Afrique/USA/Sommet : la voix de la société civile africaine

27 July, 2014 - 18:13

Zappée du prochain sommet Amérique/Afrique, devant réunir autour du président Barak Obama à Washington  plus de 40 chefs d’Etat les 05 et 06 août,   la société civile africaine choisit d’envoyer  des signaux  exprimant ses préoccupations.

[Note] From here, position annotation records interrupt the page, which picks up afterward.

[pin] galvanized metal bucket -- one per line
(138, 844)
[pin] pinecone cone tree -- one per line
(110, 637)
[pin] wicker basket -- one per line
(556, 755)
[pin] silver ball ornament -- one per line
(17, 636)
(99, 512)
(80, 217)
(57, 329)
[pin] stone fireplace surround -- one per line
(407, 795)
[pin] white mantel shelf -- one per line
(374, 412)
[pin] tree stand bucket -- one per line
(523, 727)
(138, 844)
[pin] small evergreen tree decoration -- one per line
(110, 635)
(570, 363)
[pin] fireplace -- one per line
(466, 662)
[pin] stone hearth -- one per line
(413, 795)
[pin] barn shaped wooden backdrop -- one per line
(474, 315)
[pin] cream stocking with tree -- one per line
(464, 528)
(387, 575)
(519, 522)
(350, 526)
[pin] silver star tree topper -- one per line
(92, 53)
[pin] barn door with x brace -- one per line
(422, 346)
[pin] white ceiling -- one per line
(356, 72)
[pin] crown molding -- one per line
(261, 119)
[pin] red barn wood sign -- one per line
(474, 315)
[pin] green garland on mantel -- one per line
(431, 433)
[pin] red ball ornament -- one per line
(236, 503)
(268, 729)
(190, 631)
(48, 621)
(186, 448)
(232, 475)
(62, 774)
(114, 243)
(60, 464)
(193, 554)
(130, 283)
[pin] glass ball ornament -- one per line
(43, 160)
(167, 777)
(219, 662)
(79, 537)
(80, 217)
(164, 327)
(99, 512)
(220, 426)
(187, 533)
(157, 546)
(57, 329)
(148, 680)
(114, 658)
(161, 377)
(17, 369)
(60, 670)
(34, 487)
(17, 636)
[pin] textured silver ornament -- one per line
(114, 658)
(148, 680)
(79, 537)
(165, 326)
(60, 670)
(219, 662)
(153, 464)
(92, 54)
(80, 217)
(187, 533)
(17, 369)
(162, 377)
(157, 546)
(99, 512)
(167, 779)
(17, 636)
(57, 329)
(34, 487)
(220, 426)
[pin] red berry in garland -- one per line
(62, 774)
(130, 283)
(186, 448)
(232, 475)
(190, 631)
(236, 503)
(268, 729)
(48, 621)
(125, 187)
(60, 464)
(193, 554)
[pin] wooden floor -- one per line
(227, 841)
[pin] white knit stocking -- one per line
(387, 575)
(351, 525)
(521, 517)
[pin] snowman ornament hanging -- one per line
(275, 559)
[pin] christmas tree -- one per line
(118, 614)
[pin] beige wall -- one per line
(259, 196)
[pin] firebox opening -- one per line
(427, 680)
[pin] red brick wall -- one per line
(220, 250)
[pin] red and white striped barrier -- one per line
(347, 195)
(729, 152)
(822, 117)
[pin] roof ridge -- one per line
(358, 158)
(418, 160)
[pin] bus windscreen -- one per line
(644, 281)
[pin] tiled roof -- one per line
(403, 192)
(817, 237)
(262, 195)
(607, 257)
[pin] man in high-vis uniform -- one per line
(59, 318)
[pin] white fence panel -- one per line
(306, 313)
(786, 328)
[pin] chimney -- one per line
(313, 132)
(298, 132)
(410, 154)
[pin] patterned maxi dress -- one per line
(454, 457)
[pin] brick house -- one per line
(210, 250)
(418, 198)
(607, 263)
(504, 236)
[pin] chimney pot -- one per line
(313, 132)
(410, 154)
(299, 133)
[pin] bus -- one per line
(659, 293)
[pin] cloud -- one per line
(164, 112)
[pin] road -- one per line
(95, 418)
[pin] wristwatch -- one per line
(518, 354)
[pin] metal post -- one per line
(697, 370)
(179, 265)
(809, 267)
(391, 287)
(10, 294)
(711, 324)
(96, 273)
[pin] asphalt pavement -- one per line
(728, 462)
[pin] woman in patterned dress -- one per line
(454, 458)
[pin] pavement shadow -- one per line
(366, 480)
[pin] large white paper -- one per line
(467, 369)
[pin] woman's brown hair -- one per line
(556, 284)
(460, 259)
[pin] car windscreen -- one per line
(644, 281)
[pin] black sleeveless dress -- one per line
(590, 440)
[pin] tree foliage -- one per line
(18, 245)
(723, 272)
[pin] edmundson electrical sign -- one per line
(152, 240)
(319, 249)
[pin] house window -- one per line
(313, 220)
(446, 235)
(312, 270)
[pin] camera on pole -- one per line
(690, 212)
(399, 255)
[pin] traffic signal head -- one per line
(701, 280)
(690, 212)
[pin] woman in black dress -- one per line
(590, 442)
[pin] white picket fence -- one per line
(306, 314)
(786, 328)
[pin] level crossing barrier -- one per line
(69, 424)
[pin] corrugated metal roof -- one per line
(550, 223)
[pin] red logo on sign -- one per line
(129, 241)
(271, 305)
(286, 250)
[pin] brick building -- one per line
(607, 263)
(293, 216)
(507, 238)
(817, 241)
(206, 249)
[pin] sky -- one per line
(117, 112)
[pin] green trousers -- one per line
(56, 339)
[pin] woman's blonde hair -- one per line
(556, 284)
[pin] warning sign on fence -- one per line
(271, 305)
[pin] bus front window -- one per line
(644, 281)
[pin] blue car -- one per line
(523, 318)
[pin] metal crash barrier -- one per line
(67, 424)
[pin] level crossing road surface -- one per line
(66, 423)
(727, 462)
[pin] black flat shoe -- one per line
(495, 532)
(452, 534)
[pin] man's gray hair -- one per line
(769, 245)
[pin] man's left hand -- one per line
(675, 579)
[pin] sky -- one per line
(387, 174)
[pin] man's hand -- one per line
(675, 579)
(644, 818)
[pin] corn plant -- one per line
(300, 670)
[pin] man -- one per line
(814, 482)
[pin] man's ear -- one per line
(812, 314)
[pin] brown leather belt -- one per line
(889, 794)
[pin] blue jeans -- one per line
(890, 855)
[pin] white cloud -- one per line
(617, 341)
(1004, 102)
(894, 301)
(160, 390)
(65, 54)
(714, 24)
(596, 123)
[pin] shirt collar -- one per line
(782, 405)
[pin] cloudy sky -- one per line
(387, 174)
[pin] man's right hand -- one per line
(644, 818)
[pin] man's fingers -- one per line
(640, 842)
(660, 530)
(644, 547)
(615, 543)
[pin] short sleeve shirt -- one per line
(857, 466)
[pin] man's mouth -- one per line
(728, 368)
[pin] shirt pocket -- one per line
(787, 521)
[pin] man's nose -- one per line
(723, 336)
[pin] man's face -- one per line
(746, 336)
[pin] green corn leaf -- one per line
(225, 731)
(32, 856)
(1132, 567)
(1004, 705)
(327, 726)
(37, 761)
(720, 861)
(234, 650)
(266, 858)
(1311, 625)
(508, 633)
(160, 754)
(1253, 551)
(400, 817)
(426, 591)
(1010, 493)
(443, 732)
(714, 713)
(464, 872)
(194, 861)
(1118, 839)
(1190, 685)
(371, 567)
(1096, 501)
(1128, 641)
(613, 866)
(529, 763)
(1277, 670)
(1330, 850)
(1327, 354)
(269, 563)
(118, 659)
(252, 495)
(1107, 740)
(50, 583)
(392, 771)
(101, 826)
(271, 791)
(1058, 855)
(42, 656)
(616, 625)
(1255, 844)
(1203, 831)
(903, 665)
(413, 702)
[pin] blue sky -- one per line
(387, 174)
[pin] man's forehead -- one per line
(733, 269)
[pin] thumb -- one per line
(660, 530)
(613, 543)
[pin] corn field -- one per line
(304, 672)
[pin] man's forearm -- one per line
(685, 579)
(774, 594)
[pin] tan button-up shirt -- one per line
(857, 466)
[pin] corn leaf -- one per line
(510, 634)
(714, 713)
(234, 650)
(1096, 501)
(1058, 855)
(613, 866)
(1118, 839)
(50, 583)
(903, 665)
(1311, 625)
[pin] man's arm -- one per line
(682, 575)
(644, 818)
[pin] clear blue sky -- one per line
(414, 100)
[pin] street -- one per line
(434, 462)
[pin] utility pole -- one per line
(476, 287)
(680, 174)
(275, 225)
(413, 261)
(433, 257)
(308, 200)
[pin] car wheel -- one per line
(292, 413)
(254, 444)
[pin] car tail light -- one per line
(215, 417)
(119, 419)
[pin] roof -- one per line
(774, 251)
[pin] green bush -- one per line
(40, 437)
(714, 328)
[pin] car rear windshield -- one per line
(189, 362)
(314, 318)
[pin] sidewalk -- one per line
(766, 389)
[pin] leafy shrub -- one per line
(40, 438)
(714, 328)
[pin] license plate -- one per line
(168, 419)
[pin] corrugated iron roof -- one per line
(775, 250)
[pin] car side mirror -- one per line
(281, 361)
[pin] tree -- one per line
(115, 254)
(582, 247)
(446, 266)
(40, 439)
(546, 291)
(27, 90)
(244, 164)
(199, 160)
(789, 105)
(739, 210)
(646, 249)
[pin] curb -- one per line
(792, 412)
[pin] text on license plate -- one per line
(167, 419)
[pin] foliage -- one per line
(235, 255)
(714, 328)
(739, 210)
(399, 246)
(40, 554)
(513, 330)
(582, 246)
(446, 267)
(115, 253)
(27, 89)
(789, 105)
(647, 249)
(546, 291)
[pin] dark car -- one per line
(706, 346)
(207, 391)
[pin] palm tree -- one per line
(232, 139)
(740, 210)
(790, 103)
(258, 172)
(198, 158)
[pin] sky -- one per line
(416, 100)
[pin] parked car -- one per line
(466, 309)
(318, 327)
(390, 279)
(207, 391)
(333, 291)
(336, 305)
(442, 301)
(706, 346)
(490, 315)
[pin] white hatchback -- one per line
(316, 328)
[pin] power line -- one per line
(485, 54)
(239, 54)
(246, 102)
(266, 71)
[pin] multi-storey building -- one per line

Ainsi, la Coalition Africaine pour la Redevabilité des Entreprises et autres organisations (ACCA) expose une série de revendications  par rapport à cet important rendez vous, dans une correspondance adressée samedi soir au président mauritanien, Mohamed Ould Abdel Aziz, président en exercice de l’Union Africaine (UA).

Cette rencontre, la première sous un tel format, se penchera sur la coopération USA/Afrique dans les domaines du commerce et de l’investissement.

 

Les préoccupations exprimées par la Coalition Africaine pour la redevabilité des Entreprises et autres organisations portent sur le respect et l’amélioration « des droits individuels et collectifs dans le cadre des activités des entreprises ».

Ces droits, rappelle la correspondance, sont énumérés dans la Charte Africaine des Droits de l’Homme et des Peuples (CADHP) et les instruments juridiques internationaux relatifs au sujet.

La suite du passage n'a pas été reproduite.